BANK REGULATORY LANDSCAPE
Unlike many other industries, the banking sector is heavily regulated by a patchwork of federal and state regulatory authorities. The larger the institution, the greater the regulatory scrutiny that occurs, and this has only heightened since the financial crisis. As a national bank, SifiBank’s primary regulator for safety and soundness of its operation is the OCC. In this capacity, the OCC maintains regular contact with the bank, in fact deploying 75 examiners headed by an examiner-in-charge (EIC). This team actually works onsite at SifiBank and has regular access to management, reports and other information, allowing the examination team to stay abreast of ongoing developments at the bank.

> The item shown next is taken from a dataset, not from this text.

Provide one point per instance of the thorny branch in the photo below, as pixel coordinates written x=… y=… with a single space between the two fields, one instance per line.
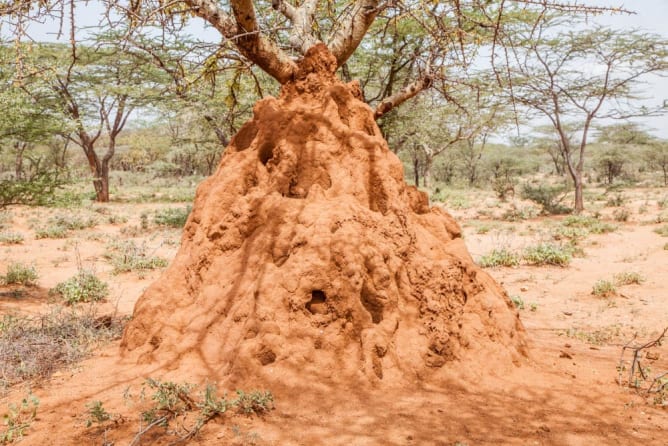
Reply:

The OCC has a responsibility to ensure the bank operates in a safe and sound fashion and to carry out these responsibilities the OCC conducts periodic standard and as needed targeted examinations. SifiBank receives a 1–5 (best to worst performance) rating each year by the OCC referred to as a CAMELS rating, which comprises an assessment of the bank’s capital adequacy (C), asset quality (A), management quality (M), earnings (E), liquidity (L), and sensitivity to market risk (S). The OCC has an array of punitive actions that it can take to ensure the bank complies with regulatory standards and policies. The examination process is critically important to SifiBank as the OCC’s findings on a particular exam could lead to severe monetary penalties as well as cease and desist orders that could limit the bank’s ability to operate in certain ways. The OCC appears at SifiBank’s board meetings and provides a summary of their findings and any management required actions (MRAs) they demand from the management team following a major exam.
Since SifiBank has a bank holding company structure it is also overseen from that standpoint by the Federal Reserve Board (FRB).
8
A repurchase agreement, or repo, is a sale of securities (such as Treasury instruments) typically over a short window of time (e.g., overnight). The seller buys back the securities at the end of the contractual period and in this manner the seller is in a borrowing position. A reverse repo looks at the repo transaction from the perspective of the buyer of the securities and puts them in an effective lending position.